The cause of PCOS is unknown but several factors, including genetics could play a role. Diet is an important part of managing PCOS and that’s where Jane Plan can help you! Eating well, staying active, and maintaining a healthy weight and BMI can improve the way you feel.
Insulin and PCOS
Insulin is a chemical (hormone) that’s produced in the pancreas. Its main role is to control your blood sugar level. Insulin acts mainly on fat and muscle cells, causing them to take in sugar (glucose) when blood sugar level rises. Another effect of insulin is to act on the ovaries to cause them to produce the male hormone called testosterone. Women with PCOS have what is called insulin resistance and it means that cells in the body are resistant to the effect of a normal level of insulin. As a result, more insulin is then created to regulate levels. This raised level of insulin in the bloodstream is thought to be the main underlying reason why PCOS develops and it can also cause the ovaries to make too much testosterone. A high level of insulin and testosterone interfere with the body and produce the myriad of symptoms mentioned above. Increased insulin also contributes towards weight gain.
Knowledge is power
It’s a good idea to understand how certain foods can impact the insulin levels in the blood when living with PCOS. Foods that have a high glycaemic index (GI) can result in a quick rise in blood sugar levels and have often been processed to remove fibre and other nutrients. They might be tasty but they are quite often high in calories! Foods to watch out for include carbohydrates found in grains, such as white bread, jasmine and white rice, potatoes, rice cakes, muffins, cakes, cereal, most snack foods, including biscuits cookies and even some fruits.
Mix and match
Protein helps to regulate the sugar spike resulting from fruit, so why not mix in some nuts or seeds with your next fruit snack?

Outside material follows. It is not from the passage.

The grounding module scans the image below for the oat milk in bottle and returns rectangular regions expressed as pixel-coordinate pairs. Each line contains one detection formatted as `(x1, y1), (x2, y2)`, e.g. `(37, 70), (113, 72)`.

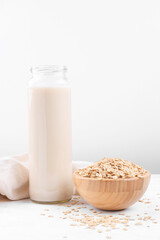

Stock-up on cherries, apples plums, coconut, grapefruit, apples, pears, prunes and berries. Other things to pop in your trolley next time you’re at the shops are protein foods such as beans, hummus, nuts, peanut butter, tofu, eggs, fish, chicken, meat, and vegetarian meat substitutes are all good options in a PCOS diet. You can also incorporate good fats such as oil, salad dressing, plant-based protein and avocado as they are needed by the body.
Love your greens
Green, leafy vegetables have the most nutrients per calorie than any other food. They’re rich in iron, magnesium, calcium, potassium, and, as well as vitamins K, C, E, and many of the B vitamins. Buy lots of kale, spring greens, rocket and spinach and just think of all of the yummy salads you can make!
Thumbs down fats
Saturated, hydrogenated and transfats are all fats to avoid when coping with PCOS. They can lead to weight gain and high cholesterol. Saturated fats, found in red meat and dairy products can cause an increase in oestrogen production and block the absorption of some nutrients and can cause weight gain. The trans and hydrogenated fats, from cooked oil and processed foods, increase your risk of heart disease and diabetes so avoid if possible.